A prática de atos envolvendo corrupção, mesmo sujeita a penalidades severas, como a expulsão, ainda se mostra constante na Administração Pública. Dados da Controladoria Geral da União apontam que, em 2017, 65,6% das punições expulsivas foram decorrentes de atos relacionados à corrupção.

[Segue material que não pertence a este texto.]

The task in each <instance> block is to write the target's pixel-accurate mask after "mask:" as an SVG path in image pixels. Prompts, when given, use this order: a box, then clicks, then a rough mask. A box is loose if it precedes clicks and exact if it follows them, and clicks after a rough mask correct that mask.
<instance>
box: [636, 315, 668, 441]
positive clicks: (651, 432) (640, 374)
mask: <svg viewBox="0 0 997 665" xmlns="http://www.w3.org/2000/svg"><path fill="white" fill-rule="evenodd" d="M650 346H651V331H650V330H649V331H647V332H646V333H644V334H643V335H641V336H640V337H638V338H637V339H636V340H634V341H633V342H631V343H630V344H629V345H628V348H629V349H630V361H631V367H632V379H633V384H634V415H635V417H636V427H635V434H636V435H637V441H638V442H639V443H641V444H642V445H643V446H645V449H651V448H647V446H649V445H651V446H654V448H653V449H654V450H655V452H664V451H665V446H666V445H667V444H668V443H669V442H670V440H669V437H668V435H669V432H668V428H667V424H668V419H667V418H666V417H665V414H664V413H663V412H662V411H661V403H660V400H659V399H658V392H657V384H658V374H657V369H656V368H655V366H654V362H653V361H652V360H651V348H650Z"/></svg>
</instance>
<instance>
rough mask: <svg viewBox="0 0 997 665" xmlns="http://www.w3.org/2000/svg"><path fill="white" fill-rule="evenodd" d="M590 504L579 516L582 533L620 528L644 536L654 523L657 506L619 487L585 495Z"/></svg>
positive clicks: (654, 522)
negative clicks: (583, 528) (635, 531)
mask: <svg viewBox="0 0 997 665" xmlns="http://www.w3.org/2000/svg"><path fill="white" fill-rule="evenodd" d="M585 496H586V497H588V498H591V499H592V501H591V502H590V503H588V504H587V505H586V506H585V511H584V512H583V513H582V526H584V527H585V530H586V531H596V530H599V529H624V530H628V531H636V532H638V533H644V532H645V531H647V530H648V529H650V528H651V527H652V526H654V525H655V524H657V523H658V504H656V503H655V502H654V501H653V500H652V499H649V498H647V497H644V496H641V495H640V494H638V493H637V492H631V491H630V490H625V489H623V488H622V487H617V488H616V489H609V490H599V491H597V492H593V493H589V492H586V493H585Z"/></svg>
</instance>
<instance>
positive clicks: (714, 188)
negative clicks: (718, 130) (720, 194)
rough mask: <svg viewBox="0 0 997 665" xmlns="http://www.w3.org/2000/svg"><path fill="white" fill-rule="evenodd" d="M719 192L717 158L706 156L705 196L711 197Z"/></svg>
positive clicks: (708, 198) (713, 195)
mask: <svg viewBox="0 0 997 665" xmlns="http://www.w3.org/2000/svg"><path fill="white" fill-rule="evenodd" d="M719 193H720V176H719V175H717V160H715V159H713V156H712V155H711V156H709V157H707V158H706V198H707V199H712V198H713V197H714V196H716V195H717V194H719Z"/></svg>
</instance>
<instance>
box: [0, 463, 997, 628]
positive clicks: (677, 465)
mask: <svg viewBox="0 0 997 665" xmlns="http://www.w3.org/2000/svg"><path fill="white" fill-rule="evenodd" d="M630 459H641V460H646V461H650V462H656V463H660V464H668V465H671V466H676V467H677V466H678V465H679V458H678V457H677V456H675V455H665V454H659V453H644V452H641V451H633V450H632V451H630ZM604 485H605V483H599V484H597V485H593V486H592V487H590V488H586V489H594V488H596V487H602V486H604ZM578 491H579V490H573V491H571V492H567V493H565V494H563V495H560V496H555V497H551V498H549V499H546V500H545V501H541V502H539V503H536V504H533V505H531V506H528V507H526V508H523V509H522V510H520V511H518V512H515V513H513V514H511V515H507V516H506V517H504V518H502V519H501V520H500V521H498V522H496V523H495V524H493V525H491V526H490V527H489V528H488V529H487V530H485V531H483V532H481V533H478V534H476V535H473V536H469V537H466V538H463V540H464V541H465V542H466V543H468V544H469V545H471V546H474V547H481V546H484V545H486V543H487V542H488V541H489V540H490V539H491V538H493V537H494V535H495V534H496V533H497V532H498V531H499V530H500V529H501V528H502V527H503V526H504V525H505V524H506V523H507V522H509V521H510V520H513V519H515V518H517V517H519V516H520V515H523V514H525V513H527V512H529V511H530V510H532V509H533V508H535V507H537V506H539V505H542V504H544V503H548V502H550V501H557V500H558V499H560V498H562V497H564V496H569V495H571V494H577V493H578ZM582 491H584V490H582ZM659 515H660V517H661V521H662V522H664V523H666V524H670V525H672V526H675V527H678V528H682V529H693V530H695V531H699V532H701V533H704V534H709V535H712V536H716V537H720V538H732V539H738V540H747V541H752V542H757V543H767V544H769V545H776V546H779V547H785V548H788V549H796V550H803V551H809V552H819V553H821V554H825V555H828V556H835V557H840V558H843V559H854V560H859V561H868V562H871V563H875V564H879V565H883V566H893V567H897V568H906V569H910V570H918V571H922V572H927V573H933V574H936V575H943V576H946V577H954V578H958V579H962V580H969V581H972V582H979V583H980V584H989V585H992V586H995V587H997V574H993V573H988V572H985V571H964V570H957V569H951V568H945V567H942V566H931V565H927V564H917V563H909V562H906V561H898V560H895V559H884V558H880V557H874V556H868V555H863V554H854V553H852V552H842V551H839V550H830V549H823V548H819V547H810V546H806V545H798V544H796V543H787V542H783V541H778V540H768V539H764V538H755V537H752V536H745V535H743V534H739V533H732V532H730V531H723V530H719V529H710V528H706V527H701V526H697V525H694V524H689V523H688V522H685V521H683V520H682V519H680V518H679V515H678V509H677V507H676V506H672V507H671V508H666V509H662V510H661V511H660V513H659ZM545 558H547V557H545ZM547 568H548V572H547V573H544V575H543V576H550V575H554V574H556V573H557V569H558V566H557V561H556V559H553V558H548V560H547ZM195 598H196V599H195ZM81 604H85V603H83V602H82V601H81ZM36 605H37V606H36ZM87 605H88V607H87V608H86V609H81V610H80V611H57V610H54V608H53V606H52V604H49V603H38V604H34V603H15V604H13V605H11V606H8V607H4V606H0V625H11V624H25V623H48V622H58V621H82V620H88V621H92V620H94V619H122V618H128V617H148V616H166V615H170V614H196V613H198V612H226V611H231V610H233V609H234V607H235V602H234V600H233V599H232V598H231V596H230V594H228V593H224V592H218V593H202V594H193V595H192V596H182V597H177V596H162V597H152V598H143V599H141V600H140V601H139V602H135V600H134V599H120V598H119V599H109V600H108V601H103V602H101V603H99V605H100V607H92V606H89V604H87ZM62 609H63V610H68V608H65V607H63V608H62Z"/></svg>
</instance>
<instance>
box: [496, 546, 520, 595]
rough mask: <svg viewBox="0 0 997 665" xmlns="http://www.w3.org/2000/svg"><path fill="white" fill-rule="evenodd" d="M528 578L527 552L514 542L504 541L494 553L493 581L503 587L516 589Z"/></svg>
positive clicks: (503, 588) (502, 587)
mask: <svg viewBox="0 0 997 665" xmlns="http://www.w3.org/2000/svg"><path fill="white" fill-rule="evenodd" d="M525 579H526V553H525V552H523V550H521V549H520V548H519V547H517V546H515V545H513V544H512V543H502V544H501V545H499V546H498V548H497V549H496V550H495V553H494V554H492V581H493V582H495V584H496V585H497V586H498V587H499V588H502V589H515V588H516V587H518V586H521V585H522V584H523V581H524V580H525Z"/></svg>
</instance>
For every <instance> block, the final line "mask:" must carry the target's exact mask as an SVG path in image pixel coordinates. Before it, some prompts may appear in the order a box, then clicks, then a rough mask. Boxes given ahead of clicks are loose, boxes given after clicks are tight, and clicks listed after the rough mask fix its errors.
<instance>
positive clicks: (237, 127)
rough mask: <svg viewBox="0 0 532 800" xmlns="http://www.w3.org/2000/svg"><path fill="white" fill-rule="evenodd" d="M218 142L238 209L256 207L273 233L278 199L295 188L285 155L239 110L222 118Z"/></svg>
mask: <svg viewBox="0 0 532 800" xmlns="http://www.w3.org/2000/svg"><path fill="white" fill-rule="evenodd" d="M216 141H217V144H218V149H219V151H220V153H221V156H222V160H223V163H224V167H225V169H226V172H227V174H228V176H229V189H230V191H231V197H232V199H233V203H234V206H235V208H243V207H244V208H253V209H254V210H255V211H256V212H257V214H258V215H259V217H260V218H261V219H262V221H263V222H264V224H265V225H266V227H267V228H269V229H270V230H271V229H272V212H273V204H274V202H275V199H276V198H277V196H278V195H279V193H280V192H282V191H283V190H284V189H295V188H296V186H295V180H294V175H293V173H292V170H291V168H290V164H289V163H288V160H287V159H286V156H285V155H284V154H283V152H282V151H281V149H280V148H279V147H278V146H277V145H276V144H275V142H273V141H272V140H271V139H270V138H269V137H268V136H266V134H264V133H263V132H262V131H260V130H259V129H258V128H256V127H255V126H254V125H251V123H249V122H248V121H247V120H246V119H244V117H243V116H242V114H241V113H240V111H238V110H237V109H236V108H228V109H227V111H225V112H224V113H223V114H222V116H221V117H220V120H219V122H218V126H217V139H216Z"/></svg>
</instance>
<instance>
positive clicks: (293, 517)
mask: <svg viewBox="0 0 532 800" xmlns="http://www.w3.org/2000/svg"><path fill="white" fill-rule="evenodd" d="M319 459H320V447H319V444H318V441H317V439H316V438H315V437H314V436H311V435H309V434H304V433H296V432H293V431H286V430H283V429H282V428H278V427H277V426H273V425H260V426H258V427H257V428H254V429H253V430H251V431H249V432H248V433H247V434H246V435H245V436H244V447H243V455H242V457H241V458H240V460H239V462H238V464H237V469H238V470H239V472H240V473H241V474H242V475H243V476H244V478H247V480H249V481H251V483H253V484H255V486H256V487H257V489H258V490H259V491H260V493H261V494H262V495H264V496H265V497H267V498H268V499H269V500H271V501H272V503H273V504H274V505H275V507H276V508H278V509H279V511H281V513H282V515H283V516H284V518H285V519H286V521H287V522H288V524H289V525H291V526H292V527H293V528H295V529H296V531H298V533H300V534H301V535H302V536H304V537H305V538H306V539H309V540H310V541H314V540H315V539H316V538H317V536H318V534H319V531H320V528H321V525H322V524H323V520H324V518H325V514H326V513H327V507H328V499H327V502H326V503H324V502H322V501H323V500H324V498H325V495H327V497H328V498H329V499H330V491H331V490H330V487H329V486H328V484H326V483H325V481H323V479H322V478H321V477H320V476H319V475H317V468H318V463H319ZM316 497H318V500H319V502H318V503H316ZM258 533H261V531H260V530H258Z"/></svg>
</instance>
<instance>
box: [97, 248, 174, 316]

O Escritório das Nações Unidas sobre Drogas e Crimes considera que a retirada ou afastamento dos agentes corruptos da Administração Pública não é a medida mais efetiva no combate à corrupção, já que os escândalos têm funcionamento cíclico: há diminuição dos casos de corrupção após a “limpeza” das “maçãs podres”, mas em um curto período, os escândalos recomeçam.

Isso ocorre porque a ideia do combate à corrupção com fundamento na “teoria das maçãs podres” parte da premissa de que o ambiente é íntegro e de que a corrupção seria decorrente de casos isolados, ou seja, a eliminação dos “frutos podres” resolveria o problema. Tal visão se revela simplista por ignorar que a corrupção é um algo muito complexo e que, consequentemente, seu enfrentamento envolve a compreensão de todo o funcionamento do ambiente facilitador, incluindo muitas vezes a necessidade de se compreender as relações com agentes externos à Administração Pública (empresas, fornecedores, cidadãos etc).

O teste de integridade não é uma panaceia que pode solucionar o problema da corrupção em todos os órgãos, entidades e agentes da Administração Pública brasileira, mas se mostra uma ferramenta capaz de contribuir positivamente por agir não somente quando os casos de corrupção já aconteceram ou estão em curso, mas preventivamente, contribuindo para que o ilícito sequer chegue a acontecer.

*Almerinda Alves de Oliveira é auditora do Estado de Mato Grosso, lotada na Controladoria Geral do Estado (CGE).